We had turned a flood into a heartbeat.
3. Backpressure: Teaching the System to Respect Its Limits
When statement generation fell behind, it used to accept everything.
The backlog grew silently until it became unmanageable.
Backpressure changed this.
We taught the system to push back:
slow the upstream feed
return “retry later” signals
shed non-critical load
preserve capacity for customer-critical tasks
Instead of collapsing under pressure, the system now bent gracefully.
Water cannot choose its upstream.
But systems can.
4. Visibility Through SLOs: Giving the System a Voice
We created clear Service Level Objectives:
pricing propagation within 30 minutes
billing micro-batch latency under 5 minutes
statement backlog under one day
Then we instrumented logs, traces, and metrics tied to these SLOs.

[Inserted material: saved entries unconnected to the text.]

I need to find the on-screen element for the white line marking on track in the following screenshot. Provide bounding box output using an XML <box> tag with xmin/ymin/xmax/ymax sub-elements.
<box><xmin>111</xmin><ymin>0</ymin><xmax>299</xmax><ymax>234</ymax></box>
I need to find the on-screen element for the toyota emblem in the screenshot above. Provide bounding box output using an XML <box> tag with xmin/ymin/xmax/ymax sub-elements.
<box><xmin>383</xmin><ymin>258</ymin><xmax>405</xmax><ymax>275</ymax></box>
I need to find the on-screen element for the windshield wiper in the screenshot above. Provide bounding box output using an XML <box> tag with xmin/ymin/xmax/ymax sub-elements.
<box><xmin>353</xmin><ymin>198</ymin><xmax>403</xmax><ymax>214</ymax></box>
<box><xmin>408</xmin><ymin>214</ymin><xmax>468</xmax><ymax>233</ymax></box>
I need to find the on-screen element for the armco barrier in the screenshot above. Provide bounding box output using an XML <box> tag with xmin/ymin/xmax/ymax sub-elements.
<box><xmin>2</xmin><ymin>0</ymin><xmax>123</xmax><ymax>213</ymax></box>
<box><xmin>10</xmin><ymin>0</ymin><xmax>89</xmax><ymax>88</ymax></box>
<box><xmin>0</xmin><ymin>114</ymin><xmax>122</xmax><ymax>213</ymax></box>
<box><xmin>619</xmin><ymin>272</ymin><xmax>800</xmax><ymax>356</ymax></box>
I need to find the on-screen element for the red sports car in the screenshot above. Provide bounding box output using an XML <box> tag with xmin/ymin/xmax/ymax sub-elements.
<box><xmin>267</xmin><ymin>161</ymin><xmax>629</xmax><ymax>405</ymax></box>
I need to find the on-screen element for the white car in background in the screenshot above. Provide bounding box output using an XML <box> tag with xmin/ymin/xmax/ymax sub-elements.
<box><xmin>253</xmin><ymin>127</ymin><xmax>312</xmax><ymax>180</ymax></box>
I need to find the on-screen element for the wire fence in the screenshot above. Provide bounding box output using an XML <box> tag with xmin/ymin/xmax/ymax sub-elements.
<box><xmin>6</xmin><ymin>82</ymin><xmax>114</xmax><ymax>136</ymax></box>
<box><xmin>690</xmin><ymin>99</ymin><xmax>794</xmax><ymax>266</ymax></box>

Instead of discovering problems after customers felt the pain, we saw the early tremors.
Mean Time To Detect collapsed from hours to minutes.
Mean Time To Recovery improved by nearly half.

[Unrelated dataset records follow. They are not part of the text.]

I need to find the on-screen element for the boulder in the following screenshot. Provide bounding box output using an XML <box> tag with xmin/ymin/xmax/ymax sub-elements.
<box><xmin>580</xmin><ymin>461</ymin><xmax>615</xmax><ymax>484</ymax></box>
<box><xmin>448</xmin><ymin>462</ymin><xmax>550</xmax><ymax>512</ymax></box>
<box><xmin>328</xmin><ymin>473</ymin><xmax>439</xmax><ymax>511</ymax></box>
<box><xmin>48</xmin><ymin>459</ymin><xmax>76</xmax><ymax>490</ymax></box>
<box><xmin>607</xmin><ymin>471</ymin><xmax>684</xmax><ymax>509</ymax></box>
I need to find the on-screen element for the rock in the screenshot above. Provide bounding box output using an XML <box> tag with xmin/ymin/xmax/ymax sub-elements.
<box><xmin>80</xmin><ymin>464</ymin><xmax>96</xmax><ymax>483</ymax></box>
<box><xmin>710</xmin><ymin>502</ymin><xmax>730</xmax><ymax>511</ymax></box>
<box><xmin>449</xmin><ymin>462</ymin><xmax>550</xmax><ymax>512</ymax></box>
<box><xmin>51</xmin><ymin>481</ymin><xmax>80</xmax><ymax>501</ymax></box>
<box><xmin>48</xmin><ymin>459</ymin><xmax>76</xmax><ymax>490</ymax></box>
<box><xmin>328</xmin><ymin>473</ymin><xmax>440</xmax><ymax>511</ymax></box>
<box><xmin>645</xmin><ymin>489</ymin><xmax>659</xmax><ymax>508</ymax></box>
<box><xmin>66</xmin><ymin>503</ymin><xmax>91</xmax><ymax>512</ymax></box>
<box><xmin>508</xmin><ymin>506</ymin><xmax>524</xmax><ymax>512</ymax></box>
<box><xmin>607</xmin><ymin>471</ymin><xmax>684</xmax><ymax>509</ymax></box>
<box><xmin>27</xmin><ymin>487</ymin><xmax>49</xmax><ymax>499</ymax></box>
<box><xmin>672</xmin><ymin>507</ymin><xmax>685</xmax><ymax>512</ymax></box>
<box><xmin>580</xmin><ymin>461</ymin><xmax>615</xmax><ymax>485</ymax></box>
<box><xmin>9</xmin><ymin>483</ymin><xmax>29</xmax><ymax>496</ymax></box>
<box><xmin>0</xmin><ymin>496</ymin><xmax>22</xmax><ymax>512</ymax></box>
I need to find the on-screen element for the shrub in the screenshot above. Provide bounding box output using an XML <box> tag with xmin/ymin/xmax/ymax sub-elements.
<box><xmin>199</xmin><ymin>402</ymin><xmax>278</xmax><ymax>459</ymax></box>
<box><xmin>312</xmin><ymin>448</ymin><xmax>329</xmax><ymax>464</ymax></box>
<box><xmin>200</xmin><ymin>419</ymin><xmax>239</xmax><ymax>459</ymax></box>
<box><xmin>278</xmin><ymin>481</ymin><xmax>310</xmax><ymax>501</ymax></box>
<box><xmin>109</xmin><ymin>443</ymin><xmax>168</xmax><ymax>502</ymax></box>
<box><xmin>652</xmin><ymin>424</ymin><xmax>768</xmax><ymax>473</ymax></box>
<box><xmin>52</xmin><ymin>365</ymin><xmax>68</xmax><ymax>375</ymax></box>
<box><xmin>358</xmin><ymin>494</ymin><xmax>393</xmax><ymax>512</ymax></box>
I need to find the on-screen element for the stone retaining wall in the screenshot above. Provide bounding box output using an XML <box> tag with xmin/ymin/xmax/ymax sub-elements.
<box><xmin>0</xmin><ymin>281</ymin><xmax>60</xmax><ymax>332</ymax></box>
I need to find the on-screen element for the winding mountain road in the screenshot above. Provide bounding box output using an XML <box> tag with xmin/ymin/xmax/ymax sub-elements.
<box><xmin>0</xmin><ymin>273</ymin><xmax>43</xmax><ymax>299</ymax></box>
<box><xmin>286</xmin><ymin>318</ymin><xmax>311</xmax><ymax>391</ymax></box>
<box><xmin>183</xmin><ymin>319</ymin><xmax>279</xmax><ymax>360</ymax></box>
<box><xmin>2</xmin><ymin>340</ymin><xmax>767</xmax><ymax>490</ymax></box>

The system had begun to speak.
5. Canary Rollouts: Learning From Reality in Safe Steps
We stopped launching changes all at once.
Instead, we moved like a river entering a new channel:
1 percent
10 percent
25 percent
100 percent
At each stage, we measured:
drift in latency
drift in error rates
drift in reconciliation outcomes
drift in billing accuracy
The system learned from reality, not assumption.
And so did we.
Where in your system does work enter faster than insight? Where is the flow ahead of the feedback? This is where drift begins.
What Feedback Changed
Before feedback, everything felt brittle.
After feedback, everything felt alive.
We could see when pricing changes slowed.
We could see when billing fell behind.
We could see when statements approached danger thresholds.
We could see before customers could feel.
The system was not perfect.
But it had awareness.
And awareness is the first form of resilience.
Sutra: Flow Comes From Listening
“Systems fail in silence and improve in dialogue.”
“Feedback turns motion into wisdom.”
Rivers thrive because they sense.
Systems thrive when they listen.
Reflection
What is one signal your system needs in order to learn?